The show-don’t-tell concept might just work with regulators, too. The
US Food and Drug Administration (FDA) is sending out more warning letters than a high school physics teacher at mid-marking period. After several years of relative quiet, FDA has turned up the heat on cosmetics companies large and small.According to industry experts at
Arent Fox LLP, a Washington DC-based law firm, FDA appears to once again be trying to send a strong regulatory signal to industry in 2015 (similar to 2012) by issuing approximately 14 Warning Letters (WLs) to date.
“In 2012, FDA issued nine Warning Letters to cosmetics companies for objectionable skin care claims, particularly anti-aging claims,” recalled Georgia Ravitz, a partner with Arent Fox LLP.
According to Ravitz, the increase in WLs in 2015 can be attributed generally to several factors:
- FDA’s increasing enforcement capability over the past 5-6 years. FDA has been slowly increasing its enforcement staff at CFSAN as well as conducting more online research to review product claims and promotions online.

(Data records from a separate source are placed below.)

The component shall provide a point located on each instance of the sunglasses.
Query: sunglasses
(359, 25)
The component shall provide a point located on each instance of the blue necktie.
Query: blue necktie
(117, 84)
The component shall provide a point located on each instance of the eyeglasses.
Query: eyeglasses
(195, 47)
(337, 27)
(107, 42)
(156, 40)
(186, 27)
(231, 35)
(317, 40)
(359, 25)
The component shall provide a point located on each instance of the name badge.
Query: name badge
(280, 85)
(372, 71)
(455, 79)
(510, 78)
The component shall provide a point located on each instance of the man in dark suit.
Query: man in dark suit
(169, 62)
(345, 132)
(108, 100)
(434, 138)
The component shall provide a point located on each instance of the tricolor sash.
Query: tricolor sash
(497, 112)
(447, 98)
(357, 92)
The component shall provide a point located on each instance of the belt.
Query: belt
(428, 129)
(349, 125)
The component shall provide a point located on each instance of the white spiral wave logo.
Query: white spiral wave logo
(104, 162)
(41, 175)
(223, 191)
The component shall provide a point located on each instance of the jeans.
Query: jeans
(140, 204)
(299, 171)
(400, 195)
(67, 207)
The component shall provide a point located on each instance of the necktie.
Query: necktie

- Some companies continue to market their products with aggressive enforcement claims, which is drawing FDA’s attention to product claims it views as objectionable.
- FDA has been unable to get Congress to pass cosmetics reform legislation that would increase FDA regulation of the industry.
- “Thus, FDA is using more active enforcement to try to keep industry in regulatory check,” she said.